Als der enge Mitarbeiter lange mit seinem Chef telefoniert hatte, stand seine gesundheitliche Diagnose eindeutig fest: "Wolfgang Schäuble ist wieder total fit." Der Bundesfinanzminister hatte ihn aus dem Krankenhausbett mit einer wahren Flut an regierungsamtlichen Aufträgen eingedeckt. Das war am vergangenen Mittwoch.
Einen Tag zuvor hatte auch die Kanzlerin vor der CDU/CSU-Bundestagsfraktion fast wortgleich Entwarnung gegeben. Sie habe soeben mit Schäuble telefoniert, sagte sie, und befand dann ebenfalls: "Er ist fit!" Vor allem die christdemokratischen Männer staunten, wie überzeugend die Frau, die sie zuweilen gerne auch mal "Mutti" nennen, bei dieser Gelegenheit genau diese Mutti-Rolle gab: "Ich habe ihm befohlen, dass er sich jetzt über den Vatertag mal wirklich schont." Das Wort "befohlen" fiel tatsächlich. Und dann sagte Angela Merkel ihm noch, sie wolle ihn nächste Woche wieder so fit sehen, wie bei seinem letzten Auftritt im Bundestag. Dabei hatte Schäuble am Freitag vergangener Woche in der Debatte über die Finanzhilfen für Griechenland einen überzeugenden rednerischen Auftritt gehabt.
Mit einem einzigen Wort fegte Schäubles engste Umgebung gegenüber stern.de die Meldung der "Westdeutschen Allgemeinen Zeitung" vom Tisch: "Quatsch." Schäubles Rücktritt aus gesundheitlichen Gründen sei "nur noch eine Sache von wenigen Tagen", hatte es darin geheißen. Eine zusätzliche Rückfrage im Kanzleramt bestätigte das eindeutige Dementi.

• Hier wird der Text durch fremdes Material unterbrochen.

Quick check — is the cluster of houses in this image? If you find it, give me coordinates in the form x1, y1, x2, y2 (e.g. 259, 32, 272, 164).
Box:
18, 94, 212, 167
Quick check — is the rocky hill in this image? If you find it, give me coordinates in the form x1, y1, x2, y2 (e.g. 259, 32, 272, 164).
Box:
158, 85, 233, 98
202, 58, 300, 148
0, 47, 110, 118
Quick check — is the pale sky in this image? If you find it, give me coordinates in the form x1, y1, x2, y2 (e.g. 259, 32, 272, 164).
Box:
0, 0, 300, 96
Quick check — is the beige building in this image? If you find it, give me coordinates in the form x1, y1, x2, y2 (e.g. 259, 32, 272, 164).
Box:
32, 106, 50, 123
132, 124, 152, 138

Weil es in der Meldung auch geheißen hatte, dass Innenminister Thomas de Maizière sein Nachfolger werde und für dessen Ministeramt wiederum der NRW-Wahlverlierer Jürgen Rüttgers ein "denkbarer Kandidat" sei, wurde von Merkel sehr nahe stehenden Mitarbeitern vermutet, dass die Meldung ein Versuch der nordrhein-westfälischen CDU sei, Rüttgers auf einen akzeptablen Posten in Berlin abzuschieben.

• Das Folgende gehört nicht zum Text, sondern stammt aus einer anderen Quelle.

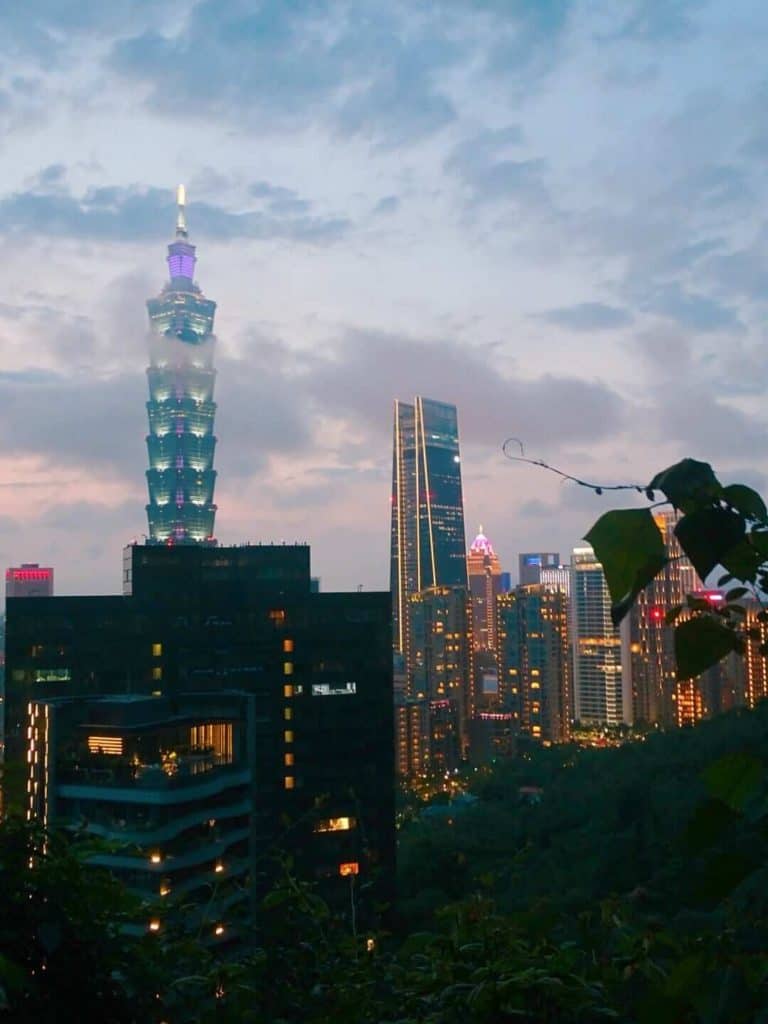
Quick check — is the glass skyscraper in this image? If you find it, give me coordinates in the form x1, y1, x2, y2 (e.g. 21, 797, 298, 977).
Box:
146, 185, 216, 544
390, 396, 467, 653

Keine politische Entfremdung gegenüber Merkel
Zwar ist offiziell noch immer ungeklärt, weshalb Schäuble an den Beratungen der EU-Finanzminister über ein Rettungspaket für finanzschwache Euro-Länder in Brüssel nicht hatte teilnehmen können und bei der anschließenden Kabinettsitzung gefehlt hatte. In der CDU ist von einem anaphylaktischen Schock die Rede. Darunter verstehen Ärzte eine starke allergische Reaktion auf bestimmte Medikamente, durch die es zu einer lebensgefährlichen Störung der Blutzirkulation kommen kann. Vor Brüssel hatte Schäuble ein neues Medikament eingenommen. Insofern sei eine Wiederholung des Vorfalls jetzt vermeidbar, heißt es in Schäubles Umgebung.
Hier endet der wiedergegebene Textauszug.